Hacker News new | ask | show | jobs
ID Card Digitization and Information Extraction using Deep Learning (nanonets.com)
49 points by ole_gooner 2399 days ago
6 comments

This is a decent OCR / structured data extraction literature review but is absolutely not "building an ID card reader from scratch with deep learning".

It's also very hand-wavey on the details of how to actually use graph convolutional networks to extract structured ID card data. For example what "bounding box information" is used in your node representations? What is the architecture of your biLSTM?

This seems very much more like a promotion for your API than useful information on how to build a system that extracts data from ID cards.

Sure, the blog might have missed out on the finer details of the different architectures. We intended to give an overview of some of the techniques used to build such information extraction models, we will definitely dive deeper into one of the architectures/model as a second part to this blog.
The article has quite a nice introduction to deep learning concepts, but the headline claim of building an ID card reader from scratch is little more than "use our API".
Ok, we've changed the title from "Building an ID card reader from scratch with deep learning" to the what the article's title says.
I got asked to spec out something for a nightclub ~10 years ago for extracting text from drivers licenses and 18+ cards. I didn't go ahead with the job (client wasn't paying much and the way he wanted to use it was ethically and legally grey) but I did prototype something and recall getting good results from the Python OCR libraries available at the time. What advantages would you get from a deep learning approach compared with what was available back then?
It’s surprising to hear you were getting good results with Python OCR libraries 10 years ago because there aren’t any reliable Python OCR libraries even today! ‘:) Tesseract is very fickle and doesn’t work well in poor lighting conditions (like a nightclub)

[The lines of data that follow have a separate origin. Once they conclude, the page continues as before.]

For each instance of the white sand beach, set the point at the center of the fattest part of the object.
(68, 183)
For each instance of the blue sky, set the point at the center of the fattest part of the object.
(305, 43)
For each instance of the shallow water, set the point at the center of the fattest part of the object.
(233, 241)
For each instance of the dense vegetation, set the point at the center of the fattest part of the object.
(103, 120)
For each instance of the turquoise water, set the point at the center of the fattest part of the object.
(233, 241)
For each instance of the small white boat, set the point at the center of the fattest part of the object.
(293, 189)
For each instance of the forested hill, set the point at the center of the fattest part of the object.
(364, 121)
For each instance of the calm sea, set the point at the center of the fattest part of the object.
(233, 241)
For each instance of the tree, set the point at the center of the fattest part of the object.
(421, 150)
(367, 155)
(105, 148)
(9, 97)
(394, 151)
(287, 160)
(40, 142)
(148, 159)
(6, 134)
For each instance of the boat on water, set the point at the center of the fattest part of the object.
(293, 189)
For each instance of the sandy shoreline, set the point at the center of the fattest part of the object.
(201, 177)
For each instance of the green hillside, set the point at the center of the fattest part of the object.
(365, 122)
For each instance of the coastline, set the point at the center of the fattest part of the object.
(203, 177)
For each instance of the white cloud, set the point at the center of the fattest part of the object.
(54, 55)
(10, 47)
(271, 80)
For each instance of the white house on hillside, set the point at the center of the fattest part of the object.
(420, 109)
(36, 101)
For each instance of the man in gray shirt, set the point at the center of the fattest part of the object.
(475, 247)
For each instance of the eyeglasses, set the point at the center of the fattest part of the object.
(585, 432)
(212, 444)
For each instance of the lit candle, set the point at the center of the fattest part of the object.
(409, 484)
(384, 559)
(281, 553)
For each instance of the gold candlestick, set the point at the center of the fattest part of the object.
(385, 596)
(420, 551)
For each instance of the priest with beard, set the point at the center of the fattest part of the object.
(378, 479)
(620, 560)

What deep learning gives you that’s really useful and valuable (beyond better OCR) is that you can use graph convolutional networks to automatically parse the OCR output and convert it into structured data. You could hand-write a parser or use a template matching approach but you’ll have to create a new parser/template for every ID card type whereas the GCN approach can be used to learn the parser

the problem with extracting information is not just limited to getting OCR results. the bigger problem while building something like this is extracting the fields and understanding the structure of the document automatically. using some python OCR libraries, you'd probably get text results for a drivers license or a passport separately and process these results on separate rules written for each. with deep learning a non-template solution seems possible which will figure out which ID it is, where the name, address, relevant numbers are and put them in a structure.
In the case of U.S. drivers licenses, there are standards for the 2D barcode that would make it very straightforward to parse: https://www.aamva.org/uploadedFiles/MainSite/Content/Solutio...
"CNNs versus GCNs" is not necessarily correct? You will need to apply GCN on top of CNN to get the structure out of otherwise unstructured text?
the article reviews all the recent deep learning based approaches to digitization and OCR along with an explanation of how graph neural networks work and how they can be applied to the problem of ID card digitization.
but why not building a card reader by reading the chip content (more accurate than an image)?
The title says "ID card". First you need to read the printed texts so that you can be able to read the chip of ID cards.
This is just an example of a common problem e.g. invoices, transcripts, purchase orders, etc.